A vulnerability analysis involves the identification of conditions that make people and places vulnerable to extreme natural events (Cutter et al. 2003; Cardona et al. 2012; Birkmann et al. 2013). Flooding can particularly affect the day-to-day lives of receptors in the flood water pathway. Along with transport disruption and damage to buildings and infrastructure, flooding also impacts human lives, possibly fatally. Within this paper, the socio-economic component involves the issues (susceptibility) related to humans and economy, i.e. deficiencies in the mobility of humans due to age, gender, or general disabilities, and issues related to the income or other issues that are related to economics, which are predisposed before disaster occurs (Cutter et al. 2008). Essential socio-economic characteristics were identified through literature review, observation and evaluation. This results in the creation of a set of socio-economic vulnerability factors to guide data selection, these included age, household structure, illness or disability, proficiency in local language, economic, providers of unpaid care, occupation, communal establishment residents, and home population. For this study, the data available to populate all the assessed factors were collected from the 2011 UK National Census (January 2013 version), under the Open Government Licence v2.0, and estate agent websites (sold house prices via www.rightmove.co.uk and www.zoopla.co.uk for each post code present in each individual neighbourhood [Output Area (OA)] were collected from 2011 to 2014, providing a mean value that represented the economic factor for each neighbourhood in the Hilsea ward). These datasets are all freely available and can be used for other UK case studies.

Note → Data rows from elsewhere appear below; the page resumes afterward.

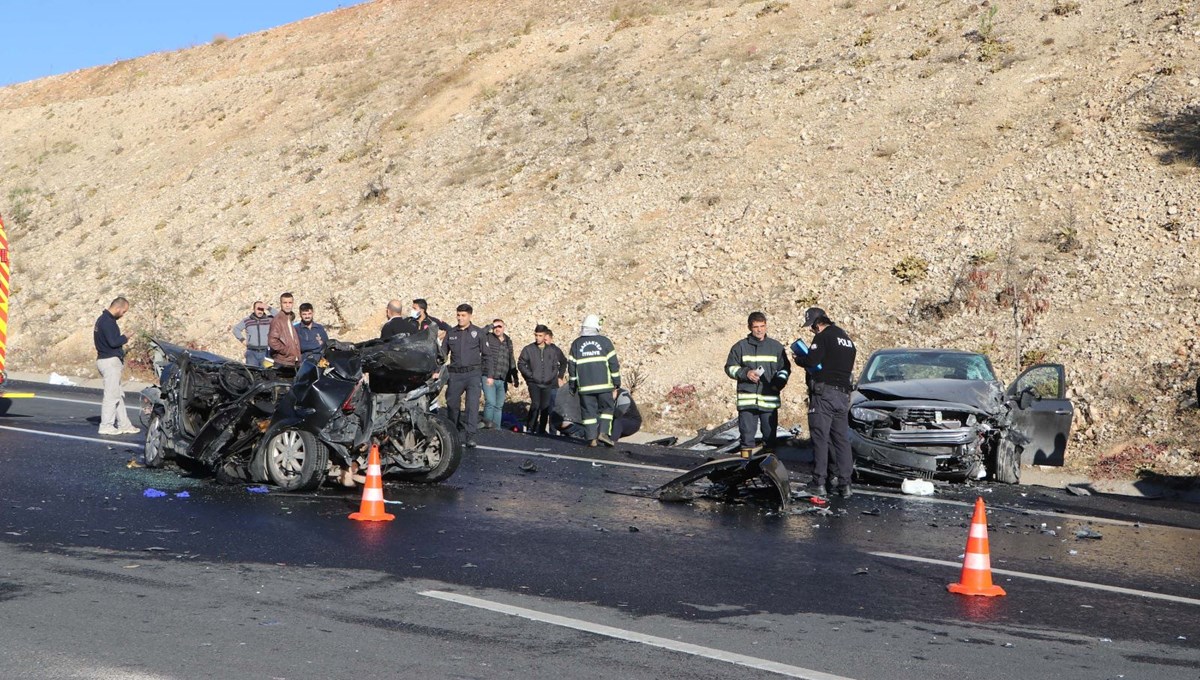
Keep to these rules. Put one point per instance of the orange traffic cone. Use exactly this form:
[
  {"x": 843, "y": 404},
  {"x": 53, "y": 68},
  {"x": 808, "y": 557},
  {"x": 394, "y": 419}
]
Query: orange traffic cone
[
  {"x": 372, "y": 493},
  {"x": 976, "y": 577}
]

Flood resilience can be seen as a community or system’s ability to either defy or alter itself, so that the damage of floods is either mitigated or minimised. Within this research, resilience is analysed in a negative state as ‘limited resilience’, where resilience refers to the capacity of linked systems to absorb recurrent disturbances, such as storms or floods, so as to retain or adapt and mitigate or avoid harm, maintaining a significant/acceptable amount of processes, functioning and structure (Adger 2006; Balica 2012a). Limited resilience is determined by limitations, in terms of access to, and mobilisation of, the resources of a community or system in responding to a hazard (Birkmann et al. 2013). This includes pre-event risk reduction, in-time coping and post-event response measures (Birkmann et al. 2013). The essential limited resilience characteristics were identified through literature review, observation, evaluation and data availability. A set of resilience factors were created to guide data selection, including socio-economic status, education, car ownership and emergency facilities. Within this research, these factors were populated by 2011 UK National Census Datasets (January 2013 version) and certain OS Mastermap Topography Layers and Address Layer 2 data.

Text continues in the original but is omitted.